Thursday, September 15, 2016

Threshold for Audit of Termination Settlement Proposals to Increase


The FAR (Federal Acquisition Regulation) Councils have proposed to increase the dollar threshold for requiring audit of termination settlement proposals from $100,000 to $750,000. The proposed new threshold will be tied to the threshold for obtaining cost or pricing data (FAR 15.403-4(a)(1), thus whenever that threshold increases (once every five years based on inflation), the audit threshold for termination settlement proposals will increase as well.

According to the FAR Councils, this increased threshold will significantly reduce the number of termination settlement proposals requiring audit, help alleviate contract close-out backlogs and enable contracting officers to more quickly de-obligate excess funds from terminated contracts.
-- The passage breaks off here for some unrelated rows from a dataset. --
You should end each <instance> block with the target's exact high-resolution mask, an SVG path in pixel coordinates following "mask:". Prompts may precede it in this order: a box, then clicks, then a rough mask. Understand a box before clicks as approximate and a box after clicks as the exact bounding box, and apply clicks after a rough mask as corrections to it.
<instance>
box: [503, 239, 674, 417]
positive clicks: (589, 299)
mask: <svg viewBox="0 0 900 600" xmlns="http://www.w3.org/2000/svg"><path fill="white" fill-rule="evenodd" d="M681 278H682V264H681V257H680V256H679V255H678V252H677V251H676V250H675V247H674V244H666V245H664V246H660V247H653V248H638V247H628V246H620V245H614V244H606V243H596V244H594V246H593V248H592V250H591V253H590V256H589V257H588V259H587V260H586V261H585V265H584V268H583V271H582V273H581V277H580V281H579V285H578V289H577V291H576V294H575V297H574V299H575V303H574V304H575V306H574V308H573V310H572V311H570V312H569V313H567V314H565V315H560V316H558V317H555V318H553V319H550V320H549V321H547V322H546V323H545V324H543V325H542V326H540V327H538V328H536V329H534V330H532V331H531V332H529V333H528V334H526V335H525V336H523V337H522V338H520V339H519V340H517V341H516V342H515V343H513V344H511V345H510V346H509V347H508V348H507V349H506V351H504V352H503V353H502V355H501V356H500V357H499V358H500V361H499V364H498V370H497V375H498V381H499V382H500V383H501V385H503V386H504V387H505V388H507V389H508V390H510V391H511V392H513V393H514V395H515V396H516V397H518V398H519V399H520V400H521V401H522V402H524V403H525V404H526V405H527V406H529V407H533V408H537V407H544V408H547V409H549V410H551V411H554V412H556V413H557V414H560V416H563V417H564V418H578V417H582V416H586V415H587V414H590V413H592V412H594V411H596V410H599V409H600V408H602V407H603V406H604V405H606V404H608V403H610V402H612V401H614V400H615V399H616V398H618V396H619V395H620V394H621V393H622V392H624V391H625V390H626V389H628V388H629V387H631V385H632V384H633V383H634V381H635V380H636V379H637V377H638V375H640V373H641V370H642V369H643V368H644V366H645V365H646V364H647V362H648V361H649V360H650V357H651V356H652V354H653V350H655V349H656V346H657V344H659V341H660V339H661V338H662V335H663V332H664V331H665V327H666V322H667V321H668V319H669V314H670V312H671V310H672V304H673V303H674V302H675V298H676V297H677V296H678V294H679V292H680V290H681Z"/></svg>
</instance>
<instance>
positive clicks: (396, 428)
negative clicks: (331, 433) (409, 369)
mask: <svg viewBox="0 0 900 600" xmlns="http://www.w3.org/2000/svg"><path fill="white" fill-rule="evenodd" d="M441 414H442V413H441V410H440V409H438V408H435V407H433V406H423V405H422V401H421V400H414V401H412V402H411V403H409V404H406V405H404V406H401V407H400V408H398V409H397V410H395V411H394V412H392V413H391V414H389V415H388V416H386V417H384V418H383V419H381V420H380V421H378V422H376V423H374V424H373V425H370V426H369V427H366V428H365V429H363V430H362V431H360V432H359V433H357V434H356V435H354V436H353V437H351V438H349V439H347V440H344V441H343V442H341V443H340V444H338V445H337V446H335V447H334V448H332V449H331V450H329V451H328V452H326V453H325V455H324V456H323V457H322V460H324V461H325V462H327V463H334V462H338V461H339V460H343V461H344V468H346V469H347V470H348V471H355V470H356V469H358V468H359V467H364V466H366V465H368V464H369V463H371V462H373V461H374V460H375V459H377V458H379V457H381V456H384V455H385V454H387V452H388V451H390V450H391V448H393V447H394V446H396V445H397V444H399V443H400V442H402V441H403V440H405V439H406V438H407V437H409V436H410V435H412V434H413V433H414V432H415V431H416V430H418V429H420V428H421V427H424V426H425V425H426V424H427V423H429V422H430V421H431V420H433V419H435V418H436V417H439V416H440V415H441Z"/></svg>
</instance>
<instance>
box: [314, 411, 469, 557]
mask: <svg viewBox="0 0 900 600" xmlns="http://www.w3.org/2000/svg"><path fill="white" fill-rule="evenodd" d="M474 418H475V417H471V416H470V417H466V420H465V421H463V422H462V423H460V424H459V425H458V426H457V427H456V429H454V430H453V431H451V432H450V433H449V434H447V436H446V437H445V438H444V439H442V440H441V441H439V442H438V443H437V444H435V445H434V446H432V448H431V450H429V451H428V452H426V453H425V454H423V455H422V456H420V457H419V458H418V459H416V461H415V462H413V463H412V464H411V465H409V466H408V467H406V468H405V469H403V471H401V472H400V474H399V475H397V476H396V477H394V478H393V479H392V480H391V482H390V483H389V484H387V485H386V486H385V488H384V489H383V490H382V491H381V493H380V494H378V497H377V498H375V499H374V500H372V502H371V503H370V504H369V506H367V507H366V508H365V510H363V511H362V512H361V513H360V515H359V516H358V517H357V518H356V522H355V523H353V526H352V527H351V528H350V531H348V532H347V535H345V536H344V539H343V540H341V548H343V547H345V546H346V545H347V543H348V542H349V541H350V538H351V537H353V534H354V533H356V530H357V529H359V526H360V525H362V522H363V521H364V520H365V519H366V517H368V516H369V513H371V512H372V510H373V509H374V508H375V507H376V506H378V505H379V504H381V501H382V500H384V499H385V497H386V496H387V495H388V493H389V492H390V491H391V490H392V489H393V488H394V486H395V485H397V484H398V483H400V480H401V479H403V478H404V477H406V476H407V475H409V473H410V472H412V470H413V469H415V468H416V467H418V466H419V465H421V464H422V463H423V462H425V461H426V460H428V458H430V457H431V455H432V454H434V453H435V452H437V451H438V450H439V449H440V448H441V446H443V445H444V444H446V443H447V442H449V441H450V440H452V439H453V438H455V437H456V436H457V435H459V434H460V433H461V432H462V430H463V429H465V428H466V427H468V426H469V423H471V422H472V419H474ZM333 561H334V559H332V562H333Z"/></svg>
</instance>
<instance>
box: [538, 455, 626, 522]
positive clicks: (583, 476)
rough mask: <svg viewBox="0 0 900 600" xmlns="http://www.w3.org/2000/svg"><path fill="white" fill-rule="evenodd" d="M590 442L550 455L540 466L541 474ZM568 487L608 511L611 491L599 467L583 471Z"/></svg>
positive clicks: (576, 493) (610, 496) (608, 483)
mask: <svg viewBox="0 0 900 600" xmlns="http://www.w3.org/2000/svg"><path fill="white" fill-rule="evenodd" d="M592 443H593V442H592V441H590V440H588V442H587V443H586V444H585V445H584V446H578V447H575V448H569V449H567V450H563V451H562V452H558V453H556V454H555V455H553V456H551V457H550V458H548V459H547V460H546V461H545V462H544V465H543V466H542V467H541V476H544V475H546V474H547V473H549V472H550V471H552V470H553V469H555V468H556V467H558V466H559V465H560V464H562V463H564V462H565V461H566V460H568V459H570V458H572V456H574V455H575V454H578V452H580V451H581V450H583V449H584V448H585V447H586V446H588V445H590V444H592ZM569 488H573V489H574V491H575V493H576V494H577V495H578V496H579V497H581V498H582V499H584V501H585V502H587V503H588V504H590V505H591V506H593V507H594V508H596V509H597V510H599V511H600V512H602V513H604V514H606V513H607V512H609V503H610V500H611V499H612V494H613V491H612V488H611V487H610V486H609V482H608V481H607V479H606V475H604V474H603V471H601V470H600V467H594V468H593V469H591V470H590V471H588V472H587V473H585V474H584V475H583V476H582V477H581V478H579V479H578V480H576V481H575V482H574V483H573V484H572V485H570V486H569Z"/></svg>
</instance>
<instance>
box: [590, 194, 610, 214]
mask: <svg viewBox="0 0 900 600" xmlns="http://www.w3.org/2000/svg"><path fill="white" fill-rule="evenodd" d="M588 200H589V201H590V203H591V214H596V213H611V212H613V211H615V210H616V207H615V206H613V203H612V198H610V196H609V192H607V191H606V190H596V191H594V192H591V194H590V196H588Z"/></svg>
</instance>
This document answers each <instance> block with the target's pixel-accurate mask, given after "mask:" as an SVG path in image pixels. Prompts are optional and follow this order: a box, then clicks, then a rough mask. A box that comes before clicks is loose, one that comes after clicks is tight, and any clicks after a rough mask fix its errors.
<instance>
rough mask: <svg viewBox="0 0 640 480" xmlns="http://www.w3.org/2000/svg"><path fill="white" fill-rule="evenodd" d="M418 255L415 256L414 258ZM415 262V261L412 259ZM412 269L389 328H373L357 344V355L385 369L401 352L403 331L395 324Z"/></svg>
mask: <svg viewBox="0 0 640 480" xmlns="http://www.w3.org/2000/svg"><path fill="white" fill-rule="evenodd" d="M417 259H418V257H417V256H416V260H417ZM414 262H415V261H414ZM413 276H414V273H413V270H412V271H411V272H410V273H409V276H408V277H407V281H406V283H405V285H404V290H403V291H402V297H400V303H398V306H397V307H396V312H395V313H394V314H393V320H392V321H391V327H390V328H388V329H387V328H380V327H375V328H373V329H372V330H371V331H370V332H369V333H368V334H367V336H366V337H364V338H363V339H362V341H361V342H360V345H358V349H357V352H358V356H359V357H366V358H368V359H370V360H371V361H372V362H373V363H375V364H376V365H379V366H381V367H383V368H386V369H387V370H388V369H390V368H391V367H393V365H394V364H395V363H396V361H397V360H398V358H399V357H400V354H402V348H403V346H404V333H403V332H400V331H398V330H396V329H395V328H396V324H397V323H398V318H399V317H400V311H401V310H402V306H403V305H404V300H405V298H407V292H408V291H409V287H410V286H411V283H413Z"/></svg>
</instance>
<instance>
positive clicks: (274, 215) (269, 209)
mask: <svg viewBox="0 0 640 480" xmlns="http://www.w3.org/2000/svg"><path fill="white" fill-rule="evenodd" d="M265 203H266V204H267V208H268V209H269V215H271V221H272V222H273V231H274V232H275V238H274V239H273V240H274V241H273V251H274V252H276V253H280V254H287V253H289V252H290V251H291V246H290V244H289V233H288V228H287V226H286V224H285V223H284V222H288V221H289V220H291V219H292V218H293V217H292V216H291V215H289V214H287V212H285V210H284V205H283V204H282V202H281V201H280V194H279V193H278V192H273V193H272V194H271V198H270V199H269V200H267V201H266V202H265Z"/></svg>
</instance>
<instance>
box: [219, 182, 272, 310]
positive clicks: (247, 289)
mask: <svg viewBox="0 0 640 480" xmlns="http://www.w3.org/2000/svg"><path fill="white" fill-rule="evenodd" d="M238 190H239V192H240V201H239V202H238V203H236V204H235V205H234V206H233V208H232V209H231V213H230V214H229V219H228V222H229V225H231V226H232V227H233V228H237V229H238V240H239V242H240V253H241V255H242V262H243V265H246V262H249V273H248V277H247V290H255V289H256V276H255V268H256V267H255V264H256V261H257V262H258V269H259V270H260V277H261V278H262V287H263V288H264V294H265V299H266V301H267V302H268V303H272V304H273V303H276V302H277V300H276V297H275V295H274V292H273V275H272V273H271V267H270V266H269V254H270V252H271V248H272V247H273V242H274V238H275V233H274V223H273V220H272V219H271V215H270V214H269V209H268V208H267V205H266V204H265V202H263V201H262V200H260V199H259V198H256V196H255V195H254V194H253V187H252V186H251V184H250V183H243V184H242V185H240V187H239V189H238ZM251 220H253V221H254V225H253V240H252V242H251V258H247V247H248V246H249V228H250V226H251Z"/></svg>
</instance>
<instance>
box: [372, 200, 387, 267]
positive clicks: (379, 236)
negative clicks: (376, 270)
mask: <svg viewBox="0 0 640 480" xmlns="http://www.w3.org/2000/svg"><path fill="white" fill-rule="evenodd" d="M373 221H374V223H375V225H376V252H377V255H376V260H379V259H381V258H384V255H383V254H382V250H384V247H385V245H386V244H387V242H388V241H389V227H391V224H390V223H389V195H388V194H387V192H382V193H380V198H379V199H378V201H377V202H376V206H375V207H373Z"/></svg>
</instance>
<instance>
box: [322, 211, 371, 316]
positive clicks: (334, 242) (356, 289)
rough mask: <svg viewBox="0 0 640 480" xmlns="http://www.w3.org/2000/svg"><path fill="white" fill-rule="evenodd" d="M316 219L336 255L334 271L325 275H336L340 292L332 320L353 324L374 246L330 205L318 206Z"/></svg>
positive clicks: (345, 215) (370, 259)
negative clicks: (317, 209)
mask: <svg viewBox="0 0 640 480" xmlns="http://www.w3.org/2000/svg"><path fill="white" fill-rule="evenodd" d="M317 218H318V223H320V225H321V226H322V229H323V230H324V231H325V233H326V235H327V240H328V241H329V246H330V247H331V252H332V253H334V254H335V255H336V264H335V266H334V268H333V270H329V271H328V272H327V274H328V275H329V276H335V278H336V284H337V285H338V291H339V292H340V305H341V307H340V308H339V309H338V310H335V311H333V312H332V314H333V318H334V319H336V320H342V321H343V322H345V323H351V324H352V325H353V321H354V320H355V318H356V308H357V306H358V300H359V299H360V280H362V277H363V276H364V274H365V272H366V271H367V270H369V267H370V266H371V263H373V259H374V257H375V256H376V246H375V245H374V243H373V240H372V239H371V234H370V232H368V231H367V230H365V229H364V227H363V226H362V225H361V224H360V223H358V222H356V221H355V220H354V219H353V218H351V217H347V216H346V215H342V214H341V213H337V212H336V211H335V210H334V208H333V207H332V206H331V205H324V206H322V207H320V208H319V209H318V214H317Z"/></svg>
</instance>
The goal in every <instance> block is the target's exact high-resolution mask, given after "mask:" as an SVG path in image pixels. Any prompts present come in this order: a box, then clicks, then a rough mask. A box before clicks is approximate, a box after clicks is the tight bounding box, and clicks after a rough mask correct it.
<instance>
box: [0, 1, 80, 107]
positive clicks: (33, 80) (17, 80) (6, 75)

Additionally, (and unstated) it removes a significant source of audit work from DCAA (Defense Contract Audit Agency) who, in recent years, hasn't been quite as nimble as it once was in completing audits low risk/low dollar termination settlement proposals - much to the consternation of contracting officers.

The proposed revision does provide an option for referring termination settlement proposals under the $750,000 threshold to the auditor. Such referrals must indicate any specific information or data that the contracting officer considers relevant and include facts and circumstances that will assist the audit agency in performing its function. This referral is not an audit however. The audit agency merely "develops requested information and make further accounting reviews it considers appropriate". Then, the audit agency will submit written comments and recommendations (something less than a full-audit report).

The new threshold will apply to subcontractors as well as primes.

This is a proposed regulation and the comment period is open for 60 days. If anyone bothers to submit comments, they follow the familiar refrain of support from contractors and industry groups and dismay by government and watchdog groups.